Suppose that there is a cyclic group $G$ of order $n$ with a generator $g$. Also suppose that $r$ is a fixed integer. Then define a homomorphism function $f: G \rightarrow G$, $f(x) = x^r$.
How do we get that $f(x) = r \cdot x$?
Quote:
Theorem: Let $G$ be a cyclic group of order $n$ with generator $g$. Fix an integer $r$, and define $f : G \rightarrow G$ by $f(x) = x^r$. This map $f$ is a group homomorphism of $G$ to itself. If $gcd(r, n) = 1$, then $f$ is an isomorphism, and in that case every $y ∈ G$ has a unique $r$th root.
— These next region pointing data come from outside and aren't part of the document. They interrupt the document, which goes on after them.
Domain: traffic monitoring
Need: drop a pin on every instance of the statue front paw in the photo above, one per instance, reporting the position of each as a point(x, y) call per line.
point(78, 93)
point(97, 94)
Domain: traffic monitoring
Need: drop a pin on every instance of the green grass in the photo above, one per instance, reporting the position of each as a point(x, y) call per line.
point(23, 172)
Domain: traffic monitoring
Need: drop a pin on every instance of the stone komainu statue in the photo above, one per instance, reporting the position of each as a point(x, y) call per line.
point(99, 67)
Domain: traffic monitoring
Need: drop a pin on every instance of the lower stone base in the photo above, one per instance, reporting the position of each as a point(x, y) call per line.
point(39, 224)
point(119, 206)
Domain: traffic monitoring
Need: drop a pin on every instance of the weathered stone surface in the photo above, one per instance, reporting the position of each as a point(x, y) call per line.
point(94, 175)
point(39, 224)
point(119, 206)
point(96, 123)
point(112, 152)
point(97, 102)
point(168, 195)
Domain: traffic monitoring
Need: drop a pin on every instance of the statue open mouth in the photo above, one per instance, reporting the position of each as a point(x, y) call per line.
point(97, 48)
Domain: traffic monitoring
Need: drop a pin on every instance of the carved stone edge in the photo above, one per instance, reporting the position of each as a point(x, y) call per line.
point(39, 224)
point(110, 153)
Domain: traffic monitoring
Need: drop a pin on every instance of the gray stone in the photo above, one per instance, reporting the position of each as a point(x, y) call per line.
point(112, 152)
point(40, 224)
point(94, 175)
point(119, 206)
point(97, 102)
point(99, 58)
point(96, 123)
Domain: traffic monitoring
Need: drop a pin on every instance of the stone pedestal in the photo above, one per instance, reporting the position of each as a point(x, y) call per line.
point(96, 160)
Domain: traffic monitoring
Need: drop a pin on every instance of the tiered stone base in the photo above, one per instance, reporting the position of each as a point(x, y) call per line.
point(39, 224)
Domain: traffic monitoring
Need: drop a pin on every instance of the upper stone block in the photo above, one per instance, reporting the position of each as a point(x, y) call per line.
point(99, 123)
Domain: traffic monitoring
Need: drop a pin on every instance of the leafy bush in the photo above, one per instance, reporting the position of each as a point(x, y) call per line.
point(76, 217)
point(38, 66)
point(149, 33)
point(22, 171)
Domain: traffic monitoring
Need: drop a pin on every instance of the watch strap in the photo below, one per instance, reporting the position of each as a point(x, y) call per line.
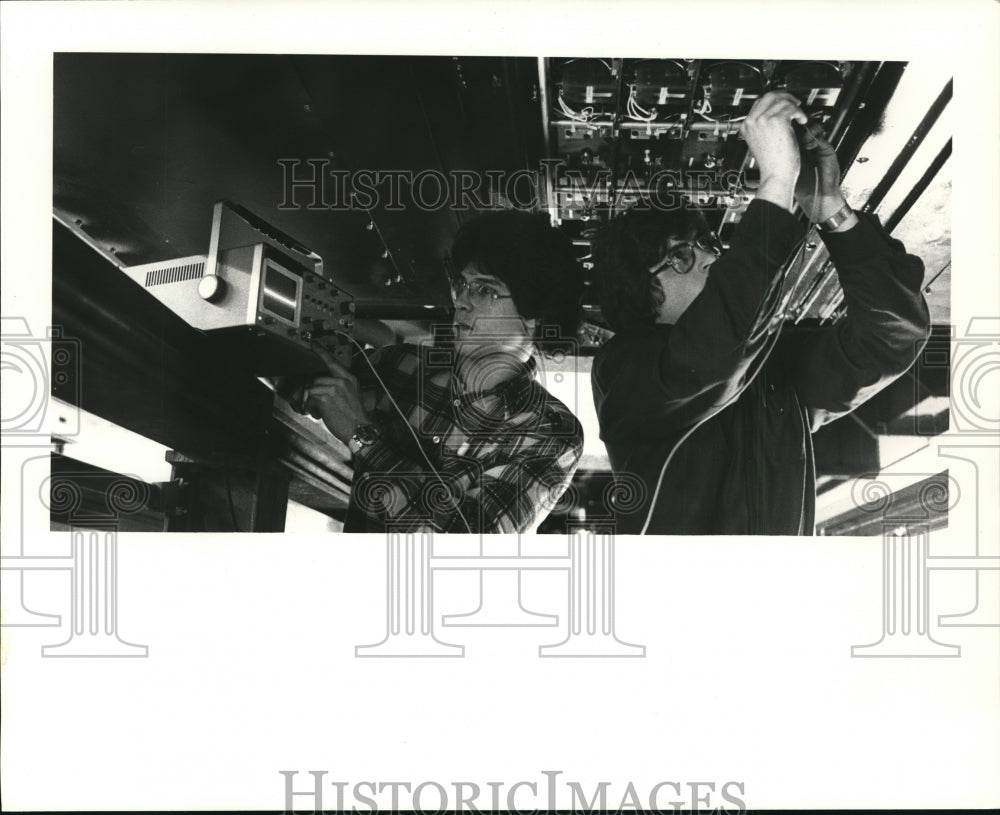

More generally, order of kernel of $f = gcd(r, n)$, order of image of $f = n/gcd(r, n)$. If an element $y$ has an $r$th root, then it has exactly $gcd(r, n)$ of them. There are exactly $n/gcd(r, n)$ $r$th powers in $G$. Proof: Since $G$ is abelian the map $f$ is a homomorphism. Use the fact that $G$ is isomorphic to $\mathbb{Z}/n$. Converting to the additive notation for $\mathbb{Z}/n$-with-addition, f is $f(x) = r · x$